TVS Apache RR 310 has got several updates. (Photo: Manav Sinha/

Let’s start off with the mid-life update that the TVS got and the difference it made. The update included a new rubber lining for the wind deflector and heavier bar-end weight. There was an ECU update rolled out as well and all of these changes are supposed to make the motorcycle feel more refined and have lesser vibrations. Do you feel the difference right away? Yes, you do. But keep in mind that while the difference is there, there are still prominent vibrations that creep in at higher rpm to the rider through the footpegs and the seat.

There are still some vibrations that can be felt on the TVS Apache RR 310 at high speeds. (Photo: TVS)

There’s a new chain roller as well which would help decrease the chain clatter at lower speeds like when you would open the throttle and close it completely repeatedly at a slow moving traffic jam. Being at a race track, it is hard to figure out how that translates into real-world usage but a better chain roller is a welcome addition any day.

The new TVS Apache RR 310 gets a new chain roller. (Photo: Manav Sinha/

The big change, however, is the fact that the RR 310 now gets a slip and assist clutch. The most evident change that you would notice right away is that the clutch lever feels lighter to operate and moderate. The other big thing that comes to light especially when you are riding the motorcycle hard – as you would at a race track – is that now you can downshift a lot more aggressively.

During some hard braking zones at the Madras Motor Race Track (MMRT), we were downshifting three gears at a time in quick succession. Faster, than what the engine and the gearbox would have liked. So, while there is good engine braking, the wheel did not lock up or unsettle the motorcycle.

The instrument cluster of the new TVS Apache RR 310. (Photo: Manav Sinha/

The only other change that is left to talk about is the new paint scheme. The Matte Black colour option has been discontinued and there is now a Gloss Black paint scheme on offer. There are new decals too and the motorcycle in this new shade looks properly sinister.
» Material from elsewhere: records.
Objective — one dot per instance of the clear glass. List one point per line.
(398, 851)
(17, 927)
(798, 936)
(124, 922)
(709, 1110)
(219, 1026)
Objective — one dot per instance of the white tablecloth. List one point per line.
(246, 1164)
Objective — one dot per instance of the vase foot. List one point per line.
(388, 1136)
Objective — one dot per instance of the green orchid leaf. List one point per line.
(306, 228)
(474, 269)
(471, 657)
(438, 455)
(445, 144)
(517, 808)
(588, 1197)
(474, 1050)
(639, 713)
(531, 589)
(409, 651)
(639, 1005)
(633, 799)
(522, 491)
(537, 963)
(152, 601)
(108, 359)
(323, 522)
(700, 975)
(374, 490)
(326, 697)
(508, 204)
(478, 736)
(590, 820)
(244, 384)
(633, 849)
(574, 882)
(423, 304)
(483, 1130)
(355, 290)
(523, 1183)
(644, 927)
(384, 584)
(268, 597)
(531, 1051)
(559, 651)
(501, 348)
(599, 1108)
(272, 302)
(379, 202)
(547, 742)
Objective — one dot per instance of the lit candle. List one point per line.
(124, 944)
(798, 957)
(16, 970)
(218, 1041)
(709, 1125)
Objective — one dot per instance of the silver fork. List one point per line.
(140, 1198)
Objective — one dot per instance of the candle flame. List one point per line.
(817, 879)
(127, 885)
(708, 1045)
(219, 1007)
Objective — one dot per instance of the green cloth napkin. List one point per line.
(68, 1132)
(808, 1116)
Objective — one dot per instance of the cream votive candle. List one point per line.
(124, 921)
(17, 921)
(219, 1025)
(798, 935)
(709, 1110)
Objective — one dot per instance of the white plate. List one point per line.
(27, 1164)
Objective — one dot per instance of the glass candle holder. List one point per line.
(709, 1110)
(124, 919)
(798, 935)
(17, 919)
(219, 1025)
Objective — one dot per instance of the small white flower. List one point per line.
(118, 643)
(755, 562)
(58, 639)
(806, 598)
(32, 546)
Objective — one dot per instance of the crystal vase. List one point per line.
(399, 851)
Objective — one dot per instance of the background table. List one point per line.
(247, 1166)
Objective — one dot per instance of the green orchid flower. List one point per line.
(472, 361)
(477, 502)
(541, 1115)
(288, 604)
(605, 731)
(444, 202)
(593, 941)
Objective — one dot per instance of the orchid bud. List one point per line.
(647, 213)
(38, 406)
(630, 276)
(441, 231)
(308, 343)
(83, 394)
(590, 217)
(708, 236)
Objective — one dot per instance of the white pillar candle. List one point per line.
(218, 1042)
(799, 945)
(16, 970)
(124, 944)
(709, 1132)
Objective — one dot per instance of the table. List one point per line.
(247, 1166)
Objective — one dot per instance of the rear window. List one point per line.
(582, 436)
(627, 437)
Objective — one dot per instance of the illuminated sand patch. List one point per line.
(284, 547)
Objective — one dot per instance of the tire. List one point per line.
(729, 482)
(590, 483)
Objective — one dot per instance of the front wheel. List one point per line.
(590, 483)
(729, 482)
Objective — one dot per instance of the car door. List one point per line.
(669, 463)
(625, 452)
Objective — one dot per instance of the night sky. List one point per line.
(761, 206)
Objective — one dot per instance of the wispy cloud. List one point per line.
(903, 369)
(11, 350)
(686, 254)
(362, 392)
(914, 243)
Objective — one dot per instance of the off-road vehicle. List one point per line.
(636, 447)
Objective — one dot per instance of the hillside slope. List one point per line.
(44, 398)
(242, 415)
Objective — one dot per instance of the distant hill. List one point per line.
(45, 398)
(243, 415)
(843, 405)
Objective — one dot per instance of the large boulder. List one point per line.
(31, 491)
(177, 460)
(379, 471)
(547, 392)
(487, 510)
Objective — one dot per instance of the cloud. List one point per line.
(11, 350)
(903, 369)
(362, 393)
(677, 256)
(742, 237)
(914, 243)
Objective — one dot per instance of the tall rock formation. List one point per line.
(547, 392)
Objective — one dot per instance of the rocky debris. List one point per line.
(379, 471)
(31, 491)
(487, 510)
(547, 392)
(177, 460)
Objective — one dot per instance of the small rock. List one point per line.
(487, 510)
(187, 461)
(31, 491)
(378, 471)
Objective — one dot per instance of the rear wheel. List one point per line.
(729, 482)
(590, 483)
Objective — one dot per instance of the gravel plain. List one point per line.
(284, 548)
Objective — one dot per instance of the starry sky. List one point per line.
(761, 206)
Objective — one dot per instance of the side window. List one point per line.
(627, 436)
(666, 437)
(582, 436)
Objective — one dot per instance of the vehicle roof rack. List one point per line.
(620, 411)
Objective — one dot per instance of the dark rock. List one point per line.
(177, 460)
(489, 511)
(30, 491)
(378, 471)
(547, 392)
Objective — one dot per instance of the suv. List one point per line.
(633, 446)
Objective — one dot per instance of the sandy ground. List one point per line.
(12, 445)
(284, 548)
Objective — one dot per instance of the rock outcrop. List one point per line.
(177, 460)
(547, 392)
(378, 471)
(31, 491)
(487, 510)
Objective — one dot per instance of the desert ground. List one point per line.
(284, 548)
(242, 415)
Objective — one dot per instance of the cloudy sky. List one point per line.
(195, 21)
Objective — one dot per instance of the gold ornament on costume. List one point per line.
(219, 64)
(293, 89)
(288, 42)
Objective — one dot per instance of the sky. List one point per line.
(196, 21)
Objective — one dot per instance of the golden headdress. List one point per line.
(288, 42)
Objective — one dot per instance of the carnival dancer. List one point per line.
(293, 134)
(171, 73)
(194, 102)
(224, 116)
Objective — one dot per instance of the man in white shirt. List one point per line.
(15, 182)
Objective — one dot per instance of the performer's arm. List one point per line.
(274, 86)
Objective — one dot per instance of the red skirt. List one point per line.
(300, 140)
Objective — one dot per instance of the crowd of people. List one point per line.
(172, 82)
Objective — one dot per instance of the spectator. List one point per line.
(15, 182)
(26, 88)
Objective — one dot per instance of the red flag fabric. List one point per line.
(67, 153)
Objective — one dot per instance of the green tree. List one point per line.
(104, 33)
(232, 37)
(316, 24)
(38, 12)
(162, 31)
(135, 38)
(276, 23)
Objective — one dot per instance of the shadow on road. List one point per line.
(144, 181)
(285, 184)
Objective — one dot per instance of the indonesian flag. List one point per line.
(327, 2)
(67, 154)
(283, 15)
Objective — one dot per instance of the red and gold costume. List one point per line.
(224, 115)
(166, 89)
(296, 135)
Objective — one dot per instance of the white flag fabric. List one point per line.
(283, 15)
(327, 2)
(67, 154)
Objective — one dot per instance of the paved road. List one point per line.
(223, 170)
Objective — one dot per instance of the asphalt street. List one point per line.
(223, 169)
The white and red decals add a lot of character and, while looks are a subjective matter, we did feel that this is the best-looking colour option for the RR 310.

And yes, these are about all the changes that now come on the 2019 Apache RR 310. But what is, honestly, the best thing about all of this is while TVS offered the updates for free, earlier, they are also offering their existing users a choice of getting the slipper fitted in their motorcycles for a cost of Rs 3950. What this means, is that not only the newer riders get up-to-date equipment on the RR 310, but the already existing customers can get it too. And, if you compare the cost of the older Apache RR 310 and the 2019 version of it, then the price bump is also about Rs 4,000 (on ex-showroom, price).

All the new changes on the TVS Apache RR 310 can be retro-fitted to the older models too. (Photo: Manav Sinha/


So at the end of the day, the biggest strengths of the TVS Apache RR 310 remain the same. The motorcycle still handles like a dream, is probably one of the best-looking motorcycles in the sub-500cc segment and offers the right mix of practicality and sporty riding experience. It is not a completely laid-back motorcycle that offers a fairing for the sake of it and neither it’s an all-out supersport that, in the pursuit of pure performance, makes it difficult to ride every day.

The TVS Apache RR 310 offers better value for money than before and is still one of the best options in its segment. (Photo: TVS)

What has changed is that TVS has really heard the feedback from the customers and given what they wanted and what the motorcycle needed. And for a small price bump, you are getting an already fantastic motorcycle that has addressed the minor issues and perhaps the biggest gain that it has got, is in terms of the value for money that it offers.

So if you want a full-faired motorcycle that looks fantastic and makes sense for a variety of riding conditions while not breaking your bank, then the Apache RR 310 makes more sense than ever.